Gerusalemme, un sabato al muro del pianto sognando la pace
Sono già venuto diverse volte a visitare il Muro del Pianto e a osservare i fedeli ebraici assorti nelle loro preghiere. Oggi però, forse perché è una giornata fresca di sole, o forse perché in questi giorni sono particolarmente recettivo, questa scena familiare mi colpisce più del solito e arriva quasi ad emozionarmi.
E’ sabato mattina, siamo nel pieno dello Shabbat ebraico, e per questo mi aspettavo di vedere soprattutto degli ebrei ortodossi, con il loro classico abito nero e il loro cappello a tesa larga. Effettivamente il venerdì sera, giusto all’inizio dello Shabbat, la città vecchia di Gerusalemme si riempie di ebrei ortodossi, in arrivo da tutte le direzioni, a passo spedito, con lo sguardo fisso di fronte a loro, tutti concentrati per giungere in tempo al Muro del Pianto prima del tramonto. Più o meno dopo un’ora, inizia il riflusso, e le masse di fedeli ebraici si allontanano dalla piazza del Muro ed escono dalla città vecchia per tornare alle loro case.
Oggi invece per mia sorpresa al Muro ci sono persone di tutti i tipi: molti di loro si saranno messi la kippah* sul capo solo per il momento della preghiera, e se la toglieranno cinque minuti dopo per tornare alla loro vita di tutti i giorni. Qualcuno porta con sè un bigliettino con una breve preghiera e lo infila piegato nelle fessure tra le grandi pietre. Qualcun’altro legge o recita a bassa voce dei passi della Torah. Altri invece sono immersi in una preghiera interiore e piegano regolarmente il capo, in un movimento ritmico, regolare, di fronte al Muro. Ognuno prega a modo suo, in maniera spontanea, individuale, e molto personalizzata.
Tradizionalmente gli ebrei sono venuti qui per secoli a lamentarsi e piangere per la distruzione del Secondo Tempio, raso al suolo dai romani durante la repressione delle rivolte ebraiche. Il Muro sostiene dal lato occidentale la Spianata delle Moschee, dove duemila anni fa sorgeva il tempio e dove da più di mille anni si trovano invece la Cupola della Roccia e la Moschea di al-Aqsa. Quest’area è considerata il più importante luogo santo dell’Ebraismo, e il terzo luogo più santo dell’Islam.

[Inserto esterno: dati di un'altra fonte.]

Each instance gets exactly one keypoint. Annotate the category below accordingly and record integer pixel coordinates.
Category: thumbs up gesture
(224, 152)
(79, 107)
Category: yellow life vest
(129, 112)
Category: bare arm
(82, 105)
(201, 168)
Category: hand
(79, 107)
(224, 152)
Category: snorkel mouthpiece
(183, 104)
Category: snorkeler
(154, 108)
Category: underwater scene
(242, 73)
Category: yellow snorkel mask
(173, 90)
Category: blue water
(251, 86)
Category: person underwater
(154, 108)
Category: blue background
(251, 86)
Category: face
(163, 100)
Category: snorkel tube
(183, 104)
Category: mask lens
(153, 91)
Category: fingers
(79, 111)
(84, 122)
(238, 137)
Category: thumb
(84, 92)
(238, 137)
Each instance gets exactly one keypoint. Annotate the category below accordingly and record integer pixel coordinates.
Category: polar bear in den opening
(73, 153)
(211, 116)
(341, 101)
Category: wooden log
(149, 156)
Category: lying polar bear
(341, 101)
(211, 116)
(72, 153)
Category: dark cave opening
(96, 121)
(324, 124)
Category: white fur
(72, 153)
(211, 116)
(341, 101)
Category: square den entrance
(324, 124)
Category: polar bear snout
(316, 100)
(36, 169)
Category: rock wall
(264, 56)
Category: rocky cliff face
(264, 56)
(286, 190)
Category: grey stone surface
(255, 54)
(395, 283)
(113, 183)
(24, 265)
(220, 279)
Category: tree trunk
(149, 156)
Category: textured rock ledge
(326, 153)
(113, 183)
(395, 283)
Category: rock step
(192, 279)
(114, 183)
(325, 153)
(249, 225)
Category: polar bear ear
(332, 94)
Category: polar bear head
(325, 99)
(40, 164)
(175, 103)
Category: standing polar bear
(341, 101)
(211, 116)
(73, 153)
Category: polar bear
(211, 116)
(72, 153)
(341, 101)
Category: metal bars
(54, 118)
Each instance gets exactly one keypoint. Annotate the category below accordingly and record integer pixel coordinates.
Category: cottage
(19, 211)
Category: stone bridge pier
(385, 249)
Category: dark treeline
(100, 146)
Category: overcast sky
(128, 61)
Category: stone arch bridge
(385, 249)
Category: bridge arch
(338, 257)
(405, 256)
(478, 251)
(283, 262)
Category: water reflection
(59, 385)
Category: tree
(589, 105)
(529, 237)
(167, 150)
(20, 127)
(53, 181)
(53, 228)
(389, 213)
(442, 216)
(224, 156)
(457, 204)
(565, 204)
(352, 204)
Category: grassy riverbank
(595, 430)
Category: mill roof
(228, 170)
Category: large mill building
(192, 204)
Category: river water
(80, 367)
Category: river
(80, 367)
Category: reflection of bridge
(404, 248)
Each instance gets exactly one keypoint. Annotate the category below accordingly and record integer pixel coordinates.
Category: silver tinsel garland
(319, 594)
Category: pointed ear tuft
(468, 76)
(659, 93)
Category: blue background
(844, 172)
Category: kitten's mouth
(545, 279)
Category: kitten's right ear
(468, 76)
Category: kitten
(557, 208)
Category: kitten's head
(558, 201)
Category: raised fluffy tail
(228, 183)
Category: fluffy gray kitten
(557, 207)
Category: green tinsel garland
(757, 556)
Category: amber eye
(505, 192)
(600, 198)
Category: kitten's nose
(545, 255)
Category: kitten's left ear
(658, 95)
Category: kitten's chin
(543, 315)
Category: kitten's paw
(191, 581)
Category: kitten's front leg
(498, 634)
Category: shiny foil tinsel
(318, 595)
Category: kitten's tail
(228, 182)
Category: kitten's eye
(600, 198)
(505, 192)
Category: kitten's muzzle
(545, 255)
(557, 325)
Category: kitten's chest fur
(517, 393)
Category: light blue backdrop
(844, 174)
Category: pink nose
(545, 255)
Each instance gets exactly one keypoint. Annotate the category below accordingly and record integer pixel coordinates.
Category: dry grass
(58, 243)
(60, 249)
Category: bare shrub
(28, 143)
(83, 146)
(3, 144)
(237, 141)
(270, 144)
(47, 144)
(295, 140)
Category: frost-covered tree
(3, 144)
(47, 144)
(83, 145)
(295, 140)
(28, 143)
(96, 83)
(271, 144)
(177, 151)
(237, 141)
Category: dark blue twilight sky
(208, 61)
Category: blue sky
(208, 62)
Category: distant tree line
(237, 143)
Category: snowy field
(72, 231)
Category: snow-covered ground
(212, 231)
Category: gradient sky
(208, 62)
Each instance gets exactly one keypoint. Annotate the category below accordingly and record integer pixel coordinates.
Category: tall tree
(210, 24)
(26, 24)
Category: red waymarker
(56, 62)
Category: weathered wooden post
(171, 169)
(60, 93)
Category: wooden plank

Questa mattina mentre osservo i fedeli in preghiera cerco per una volta di mettermi nei loro panni. L’esistenza degli ebrei nei secoli scorsi è stata forgiata dalla discriminazione e dalla sofferenza. Persino il loro luogo più sacro, il loro oggetto di massima venerazione, si è fondato in realtà su un’assenza, su una negazione: su un edificio distrutto due millenni fa da un impero più forte e più brutale del loro antico regno, e mai più ricostruito. Per un popolo vissuto nella diaspora, per un popolo di peregrinanti e di transmigratori, per un popolo senza vera casa e senza rifugio sicuro, quale simbolo più tragicamente appropriato di un tempio inesistente, di un santuario perduto?
Questa mattina dimentico per un attimo l’occupazione dei territori palestinesi, dimentico l’arroganza dell’esercito e del governo israeliano, e mi soffermo a pensare agli ebrei, alla loro storia gloriosa e tragica, e alla loro religione molto simile al cristianesimo ma per me ancora misteriosa e sconosciuta. Un popolo che ha sofferto per secoli e che meritava e merita di avere uno suo spazio, una sua terra, un suo rifugio. Un popolo che ha diritto alla sua sovranità e alla sua libertà, ma senza negarla agli altri.
Quattro appunti
*Tipico copricapo rotondo utilizzato dagli ebrei osservanti maschi, in particolare nei luoghi di culto.